The air stirred beside us and Frigga materialized in a shimmer of silver dust and tiny little puffs of clouds. She had an arm around another woman and I wondered who this mysterious visitor might be.
"Ah, there you are," said Odin, as if glad for the interruption. Our conversation appeared to have taxed the great All-Father as much as it had me. I hid a smile and paid attention to Frigga as she and her companion moved closer.
"Bryn, this is Eir, Goddess of Mercy and Healing," said Frigga as the golden-haired goddess Eir smiled cheerfully at me.
"Well met, Valkyrie Brynhildr. I have heard so much about you." Eir smiled her golden smile again.
"It is good to meet you too, my lady." I bowed and felt a smile twitch at my lips again. This new goddess seemed to have an infectious smile. Just her presence boosted my energy and made me feel a whole lot better.
Eir turned her attention to Odin, sketching a quick bow, the skirts of her deep purple dress swishing the floor. "My lord."

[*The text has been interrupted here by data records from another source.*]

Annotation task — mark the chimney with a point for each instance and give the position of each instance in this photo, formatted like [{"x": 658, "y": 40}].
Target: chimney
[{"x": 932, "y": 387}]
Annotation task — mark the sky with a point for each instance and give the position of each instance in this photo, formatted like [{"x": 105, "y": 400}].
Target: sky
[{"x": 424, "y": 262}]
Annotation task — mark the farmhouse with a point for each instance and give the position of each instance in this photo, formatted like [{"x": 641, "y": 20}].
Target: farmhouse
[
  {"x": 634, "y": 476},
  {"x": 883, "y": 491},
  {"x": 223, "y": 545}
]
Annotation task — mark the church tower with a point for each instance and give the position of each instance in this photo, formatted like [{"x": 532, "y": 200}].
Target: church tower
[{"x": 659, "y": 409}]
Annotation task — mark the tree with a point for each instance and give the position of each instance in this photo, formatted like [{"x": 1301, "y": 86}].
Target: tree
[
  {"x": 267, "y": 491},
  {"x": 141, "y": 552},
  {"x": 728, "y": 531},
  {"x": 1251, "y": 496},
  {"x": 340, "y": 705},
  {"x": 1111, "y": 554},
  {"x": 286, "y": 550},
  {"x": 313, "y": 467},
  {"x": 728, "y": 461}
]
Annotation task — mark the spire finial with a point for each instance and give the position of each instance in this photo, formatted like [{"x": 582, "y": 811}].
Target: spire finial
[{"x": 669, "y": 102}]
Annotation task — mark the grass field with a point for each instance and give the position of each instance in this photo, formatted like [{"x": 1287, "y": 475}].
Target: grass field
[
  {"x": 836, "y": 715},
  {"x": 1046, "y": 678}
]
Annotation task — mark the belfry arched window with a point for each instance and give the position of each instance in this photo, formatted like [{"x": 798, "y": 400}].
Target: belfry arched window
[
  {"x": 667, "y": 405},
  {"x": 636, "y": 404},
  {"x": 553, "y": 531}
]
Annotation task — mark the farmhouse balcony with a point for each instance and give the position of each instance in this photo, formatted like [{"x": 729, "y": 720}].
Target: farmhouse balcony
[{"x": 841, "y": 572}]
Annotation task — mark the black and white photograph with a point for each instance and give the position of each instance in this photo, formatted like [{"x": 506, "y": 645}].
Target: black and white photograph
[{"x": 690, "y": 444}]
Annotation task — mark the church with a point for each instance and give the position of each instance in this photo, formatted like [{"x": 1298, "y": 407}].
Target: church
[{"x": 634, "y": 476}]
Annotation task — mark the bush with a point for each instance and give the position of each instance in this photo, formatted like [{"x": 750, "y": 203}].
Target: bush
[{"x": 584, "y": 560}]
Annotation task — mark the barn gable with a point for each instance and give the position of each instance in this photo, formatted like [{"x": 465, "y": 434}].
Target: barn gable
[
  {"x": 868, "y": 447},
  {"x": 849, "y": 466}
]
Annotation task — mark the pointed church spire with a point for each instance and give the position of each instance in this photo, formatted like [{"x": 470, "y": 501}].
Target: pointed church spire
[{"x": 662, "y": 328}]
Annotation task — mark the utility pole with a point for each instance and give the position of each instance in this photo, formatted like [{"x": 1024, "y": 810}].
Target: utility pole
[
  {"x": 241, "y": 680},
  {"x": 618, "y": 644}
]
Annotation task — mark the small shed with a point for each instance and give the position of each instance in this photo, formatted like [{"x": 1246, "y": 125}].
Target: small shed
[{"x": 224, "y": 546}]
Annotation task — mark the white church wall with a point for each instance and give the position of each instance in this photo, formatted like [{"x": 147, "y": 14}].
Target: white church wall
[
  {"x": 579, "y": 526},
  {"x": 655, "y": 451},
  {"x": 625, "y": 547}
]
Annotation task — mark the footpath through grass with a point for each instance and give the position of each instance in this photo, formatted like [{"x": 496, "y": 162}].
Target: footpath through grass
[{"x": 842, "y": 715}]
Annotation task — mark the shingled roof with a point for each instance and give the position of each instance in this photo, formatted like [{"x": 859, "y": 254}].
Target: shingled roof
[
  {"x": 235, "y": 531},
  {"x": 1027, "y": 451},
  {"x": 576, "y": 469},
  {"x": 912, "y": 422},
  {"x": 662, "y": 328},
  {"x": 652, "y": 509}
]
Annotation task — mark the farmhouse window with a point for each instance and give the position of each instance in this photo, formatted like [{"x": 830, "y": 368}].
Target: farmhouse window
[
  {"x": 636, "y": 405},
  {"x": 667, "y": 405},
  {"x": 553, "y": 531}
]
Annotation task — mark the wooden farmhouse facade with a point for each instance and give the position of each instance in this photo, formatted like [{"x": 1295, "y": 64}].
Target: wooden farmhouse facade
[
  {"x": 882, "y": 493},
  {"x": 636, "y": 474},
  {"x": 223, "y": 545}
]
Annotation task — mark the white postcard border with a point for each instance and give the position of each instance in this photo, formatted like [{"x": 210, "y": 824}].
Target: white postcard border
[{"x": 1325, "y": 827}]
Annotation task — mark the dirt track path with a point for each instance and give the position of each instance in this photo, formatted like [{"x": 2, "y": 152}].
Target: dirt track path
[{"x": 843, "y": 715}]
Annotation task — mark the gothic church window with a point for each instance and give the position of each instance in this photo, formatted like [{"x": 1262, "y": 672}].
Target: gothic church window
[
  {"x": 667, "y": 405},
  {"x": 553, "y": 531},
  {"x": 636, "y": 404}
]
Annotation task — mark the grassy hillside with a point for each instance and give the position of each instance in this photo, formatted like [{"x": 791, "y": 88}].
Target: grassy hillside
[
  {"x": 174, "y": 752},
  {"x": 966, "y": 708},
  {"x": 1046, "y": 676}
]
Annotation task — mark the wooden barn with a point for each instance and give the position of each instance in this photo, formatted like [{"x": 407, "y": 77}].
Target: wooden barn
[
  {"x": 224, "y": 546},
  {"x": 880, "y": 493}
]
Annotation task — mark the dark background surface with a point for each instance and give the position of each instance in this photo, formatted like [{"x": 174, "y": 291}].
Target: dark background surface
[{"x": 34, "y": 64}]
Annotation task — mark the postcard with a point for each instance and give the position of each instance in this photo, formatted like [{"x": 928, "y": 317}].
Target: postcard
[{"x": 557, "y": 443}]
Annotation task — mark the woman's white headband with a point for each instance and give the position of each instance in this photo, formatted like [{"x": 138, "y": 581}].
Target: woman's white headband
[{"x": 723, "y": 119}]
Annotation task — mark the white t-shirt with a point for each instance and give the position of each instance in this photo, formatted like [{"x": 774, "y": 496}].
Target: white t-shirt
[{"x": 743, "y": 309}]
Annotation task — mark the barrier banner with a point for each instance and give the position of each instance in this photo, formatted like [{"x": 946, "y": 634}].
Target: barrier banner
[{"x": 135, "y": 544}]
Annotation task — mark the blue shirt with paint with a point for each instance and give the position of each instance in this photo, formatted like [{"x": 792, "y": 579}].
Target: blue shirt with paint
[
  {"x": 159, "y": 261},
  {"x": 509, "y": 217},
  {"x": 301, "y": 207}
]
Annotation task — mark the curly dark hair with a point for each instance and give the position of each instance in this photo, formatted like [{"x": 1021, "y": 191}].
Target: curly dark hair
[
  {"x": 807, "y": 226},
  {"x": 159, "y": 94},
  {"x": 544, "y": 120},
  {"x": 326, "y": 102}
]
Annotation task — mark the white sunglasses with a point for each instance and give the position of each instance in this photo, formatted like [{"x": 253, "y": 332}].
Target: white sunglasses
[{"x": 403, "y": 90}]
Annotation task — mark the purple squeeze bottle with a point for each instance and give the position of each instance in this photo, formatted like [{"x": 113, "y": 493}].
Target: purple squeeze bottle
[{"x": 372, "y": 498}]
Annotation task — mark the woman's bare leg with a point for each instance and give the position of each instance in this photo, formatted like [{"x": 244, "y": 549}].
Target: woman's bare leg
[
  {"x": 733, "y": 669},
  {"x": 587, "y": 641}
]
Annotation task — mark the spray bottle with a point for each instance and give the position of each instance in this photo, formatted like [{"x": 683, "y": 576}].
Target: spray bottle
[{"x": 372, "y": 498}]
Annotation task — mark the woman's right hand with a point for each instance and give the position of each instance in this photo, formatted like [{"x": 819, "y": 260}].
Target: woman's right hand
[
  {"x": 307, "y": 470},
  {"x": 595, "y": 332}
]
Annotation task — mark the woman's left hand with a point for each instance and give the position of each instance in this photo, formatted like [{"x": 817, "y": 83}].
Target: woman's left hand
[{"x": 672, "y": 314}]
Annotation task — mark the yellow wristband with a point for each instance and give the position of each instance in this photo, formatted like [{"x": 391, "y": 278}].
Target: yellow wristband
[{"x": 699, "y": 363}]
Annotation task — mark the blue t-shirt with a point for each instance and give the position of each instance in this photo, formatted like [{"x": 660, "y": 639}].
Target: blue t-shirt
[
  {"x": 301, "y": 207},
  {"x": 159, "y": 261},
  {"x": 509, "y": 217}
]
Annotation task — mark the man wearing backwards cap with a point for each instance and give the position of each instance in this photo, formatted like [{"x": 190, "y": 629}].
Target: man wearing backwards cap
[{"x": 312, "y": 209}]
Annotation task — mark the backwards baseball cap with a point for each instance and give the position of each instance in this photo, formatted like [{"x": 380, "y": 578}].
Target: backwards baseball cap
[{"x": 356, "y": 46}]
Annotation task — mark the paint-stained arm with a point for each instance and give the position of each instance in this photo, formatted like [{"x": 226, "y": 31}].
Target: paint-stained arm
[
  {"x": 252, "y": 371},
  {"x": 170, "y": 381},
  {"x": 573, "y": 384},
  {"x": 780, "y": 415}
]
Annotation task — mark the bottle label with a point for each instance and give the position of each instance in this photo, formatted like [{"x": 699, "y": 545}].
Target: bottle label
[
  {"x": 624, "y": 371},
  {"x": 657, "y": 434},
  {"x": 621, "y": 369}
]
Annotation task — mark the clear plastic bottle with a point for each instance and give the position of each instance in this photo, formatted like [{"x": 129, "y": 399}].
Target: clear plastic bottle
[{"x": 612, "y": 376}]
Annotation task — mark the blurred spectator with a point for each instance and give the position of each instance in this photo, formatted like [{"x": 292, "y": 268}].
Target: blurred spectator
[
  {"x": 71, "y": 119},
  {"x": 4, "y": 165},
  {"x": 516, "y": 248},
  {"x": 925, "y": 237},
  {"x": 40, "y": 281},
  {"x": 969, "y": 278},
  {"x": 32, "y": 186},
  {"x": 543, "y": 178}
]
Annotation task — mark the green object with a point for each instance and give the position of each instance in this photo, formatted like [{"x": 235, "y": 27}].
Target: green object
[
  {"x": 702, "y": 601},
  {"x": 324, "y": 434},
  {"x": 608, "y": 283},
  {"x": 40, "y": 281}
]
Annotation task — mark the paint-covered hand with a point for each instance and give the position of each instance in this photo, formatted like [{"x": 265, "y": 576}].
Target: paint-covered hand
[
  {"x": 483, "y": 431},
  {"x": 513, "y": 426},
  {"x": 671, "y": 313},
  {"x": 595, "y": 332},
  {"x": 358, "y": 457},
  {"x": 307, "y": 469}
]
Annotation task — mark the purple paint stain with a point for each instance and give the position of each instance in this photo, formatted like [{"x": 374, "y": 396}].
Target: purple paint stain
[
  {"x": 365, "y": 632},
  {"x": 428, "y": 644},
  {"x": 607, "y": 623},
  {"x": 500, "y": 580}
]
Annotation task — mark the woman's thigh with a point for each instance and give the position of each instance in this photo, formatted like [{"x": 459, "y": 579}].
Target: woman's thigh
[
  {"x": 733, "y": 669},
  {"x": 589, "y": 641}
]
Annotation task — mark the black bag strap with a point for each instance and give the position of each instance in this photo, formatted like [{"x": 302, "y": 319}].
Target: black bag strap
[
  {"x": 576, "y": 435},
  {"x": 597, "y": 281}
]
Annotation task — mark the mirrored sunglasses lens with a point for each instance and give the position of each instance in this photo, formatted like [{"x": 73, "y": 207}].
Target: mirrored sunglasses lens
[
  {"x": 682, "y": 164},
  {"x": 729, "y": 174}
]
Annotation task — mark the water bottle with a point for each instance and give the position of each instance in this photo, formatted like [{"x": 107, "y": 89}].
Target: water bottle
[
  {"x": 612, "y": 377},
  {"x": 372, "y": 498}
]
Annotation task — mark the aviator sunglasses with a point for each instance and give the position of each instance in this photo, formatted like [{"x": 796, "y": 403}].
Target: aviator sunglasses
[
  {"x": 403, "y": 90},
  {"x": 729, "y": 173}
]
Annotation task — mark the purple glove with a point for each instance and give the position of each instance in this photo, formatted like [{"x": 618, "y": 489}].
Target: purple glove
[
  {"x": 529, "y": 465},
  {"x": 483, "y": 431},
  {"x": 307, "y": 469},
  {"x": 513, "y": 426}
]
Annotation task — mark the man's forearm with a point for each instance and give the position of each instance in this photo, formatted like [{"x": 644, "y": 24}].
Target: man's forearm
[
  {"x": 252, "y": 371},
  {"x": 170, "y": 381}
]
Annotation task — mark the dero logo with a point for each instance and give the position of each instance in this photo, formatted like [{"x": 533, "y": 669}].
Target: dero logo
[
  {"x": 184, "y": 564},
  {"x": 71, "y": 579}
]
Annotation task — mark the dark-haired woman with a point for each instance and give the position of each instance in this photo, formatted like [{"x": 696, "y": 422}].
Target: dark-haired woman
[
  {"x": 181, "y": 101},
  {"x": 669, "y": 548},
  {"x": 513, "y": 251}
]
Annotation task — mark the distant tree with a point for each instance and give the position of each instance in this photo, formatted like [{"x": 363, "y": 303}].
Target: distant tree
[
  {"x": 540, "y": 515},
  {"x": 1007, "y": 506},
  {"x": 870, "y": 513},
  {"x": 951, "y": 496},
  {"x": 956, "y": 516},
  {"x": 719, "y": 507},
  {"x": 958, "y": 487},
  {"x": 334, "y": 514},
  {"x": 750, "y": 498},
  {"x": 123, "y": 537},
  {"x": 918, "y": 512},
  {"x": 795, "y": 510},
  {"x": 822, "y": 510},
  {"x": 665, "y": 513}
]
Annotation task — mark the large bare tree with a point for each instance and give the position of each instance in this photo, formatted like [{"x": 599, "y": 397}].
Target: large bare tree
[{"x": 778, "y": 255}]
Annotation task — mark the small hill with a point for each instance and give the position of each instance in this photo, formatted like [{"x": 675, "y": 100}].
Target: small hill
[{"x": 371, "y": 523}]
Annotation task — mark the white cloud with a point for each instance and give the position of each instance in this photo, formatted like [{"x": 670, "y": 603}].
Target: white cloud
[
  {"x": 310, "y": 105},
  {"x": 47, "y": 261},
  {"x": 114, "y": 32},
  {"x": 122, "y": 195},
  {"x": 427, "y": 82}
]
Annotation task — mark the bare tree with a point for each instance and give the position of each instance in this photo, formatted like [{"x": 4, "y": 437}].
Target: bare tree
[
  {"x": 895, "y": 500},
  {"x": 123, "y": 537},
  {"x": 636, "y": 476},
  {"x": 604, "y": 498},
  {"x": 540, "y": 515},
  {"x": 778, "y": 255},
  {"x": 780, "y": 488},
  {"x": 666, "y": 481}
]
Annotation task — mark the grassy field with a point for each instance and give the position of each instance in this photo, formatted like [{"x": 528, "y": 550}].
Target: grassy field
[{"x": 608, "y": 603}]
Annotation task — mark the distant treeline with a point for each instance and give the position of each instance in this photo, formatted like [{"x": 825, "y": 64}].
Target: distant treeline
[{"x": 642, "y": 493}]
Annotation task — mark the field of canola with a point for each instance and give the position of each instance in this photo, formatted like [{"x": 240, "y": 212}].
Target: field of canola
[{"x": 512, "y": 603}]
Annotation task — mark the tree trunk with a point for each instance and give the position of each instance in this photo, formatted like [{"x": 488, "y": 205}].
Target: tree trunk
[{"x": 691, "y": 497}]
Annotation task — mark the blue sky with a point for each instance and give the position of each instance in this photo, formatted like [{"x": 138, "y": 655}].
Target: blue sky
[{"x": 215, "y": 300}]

"Eir, my dear, thank you for coming. Our Bryn needs your help."
"I am happy to help," she said and smiled again at me. "I will do my very best. Come, Bryn, let me have a quick look."
I hesitated for a moment, then took a step toward her. Eir held a white woven basket in her hand that looked like it have been constructed from twigs as thick as my finger. The basket appeared too rustic for a healer, but what did I know? For now, I prayed that Eir could help, but what could she really do? It was impossible to think she'd be able to help get my wings back, so whatever she did would merely be to make me feel better.
But the sound of her gasp as I turned didn’t make me feel any better.
***
Chapter 5
Within the blink of an eye, Frigga transported both of us to another room. The goddess of Healing had voiced her shock at the condition of my wings with only that one gasp. After that, she'd calmly requested somewhere quiet to work.
The beauty of the room took my breath away, and for a moment, I was lost in white marble, pure white silk and gold. Frigga led us to a raised platform on which sat a resplendently majestic, white four-poster bed. Pale silk wound their way around each of the four posts, falling in swathes to the floor, while a g
old edged pearl-colored bedspread covered the mattress.
All I could think was simply Wow. Unlike my own wooden-walled quarters, these walls were painted white and murals of clouds and sunshine graced almost every inch of its surface. That much white should have been blinding, but all it did was calm and comfort me.
As Frigga led me up the single step to seat me on her bed, my gaze fell upon a nearby table. On its gleaming white surface sat a large golden globe not too different in size from the mapped globes we'd used in school. Only this one had no map carved into it. It simply shone, letting out rays of light from little cracks all along its surface as if a little sun sat within its center, giving off a pulsing, warm light.
Frigga was the goddess of the Earth, of life, and it made perfect sense that she should have the sun as the center of her room. I'd never seen anything more entrancing than that, and at least it took my attention away from the issue at hand.
Eir's voice pulled me out of my admiring trance. "Bryn, I need you to sit a little sideways while I have a closer look." Eir sat behind me at the foot of the bed while I positioned myself so she had a full, unobstructed view. My upper back still throbbed, and pain threaded through each shoulder blade, although much more bearable than before.
With Eir sitting behind me and helping me out of my shirt while inspecting the damage, it all became more real and hot tears blinded me for a moment. Frantically, I blinked them away, refusing to show weakness, knowing the effort was more for myself than to impress either of the goddesses who sat with me.
I bit the inside of my cheek and held the fabric to my chest as Eir's fingers roamed the bare skin of my shoulders. Her soft flesh set off tiny sparks off agony through me the closer she got to the shattered bone fragments.
She sighed, the sound as soft as a breeze, but I could hear the hint of sadness in it. I guess it was time I accepted that, although it happened to me, the people around me were also very much affected by my mutilation.